A Pig storage class that reads all columns from a given ColumnFamily, or writes
properly formatted results into a ColumnFamily.

Getting Started
===============

First build and start a Cassandra server with the default
configuration and set the PIG_HOME and JAVA_HOME environment
variables to the location of a Pig >= 0.7.0 install and your Java
install. 

If you would like to run using the Hadoop backend, you should
also set PIG_CONF_DIR to the location of your Hadoop config.

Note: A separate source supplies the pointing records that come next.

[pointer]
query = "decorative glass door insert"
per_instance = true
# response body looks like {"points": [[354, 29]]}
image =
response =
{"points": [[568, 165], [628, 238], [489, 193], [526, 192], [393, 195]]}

Finally, set the following as environment variables (uppercase,
underscored), or as Hadoop configuration variables (lowercase, dotted):
* PIG_INITIAL_ADDRESS or cassandra.thrift.address : initial address to connect to
* PIG_RPC_PORT or cassandra.thrift.port : the port thrift is listening on
* PIG_PARTITIONER or cassandra.partitioner.class : cluster partitioner

For example, against a local node with the default settings, you'd use:
export PIG_INITIAL_ADDRESS=localhost
export PIG_RPC_PORT=9160
export PIG_PARTITIONER=org.apache.cassandra.dht.Murmur3Partitioner

These properties can be overridden with the following if you use different clusters
for input and output:
* PIG_INPUT_INITIAL_ADDRESS : initial address to connect to for reading
* PIG_INPUT_RPC_PORT : the port thrift is listening on for reading
* PIG_INPUT_PARTITIONER : cluster partitioner for reading
* PIG_OUTPUT_INITIAL_ADDRESS : initial address to connect to for writing
* PIG_OUTPUT_RPC_PORT : the port thrift is listening on for writing
* PIG_OUTPUT_PARTITIONER : cluster partitioner for writing

CassandraStorage
================

The CassandraStorage class is for any non-CQL3 ColumnFamilies you may have.  For CQL3 support, refer to the CqlNativeStorage section.

examples/pig$ bin/pig_cassandra -x local example-script.pig

This will run the test script against your Cassandra instance
and will assume that there is a MyKeyspace/MyColumnFamily with some
data in it. It will run in local mode (see pig docs for more info).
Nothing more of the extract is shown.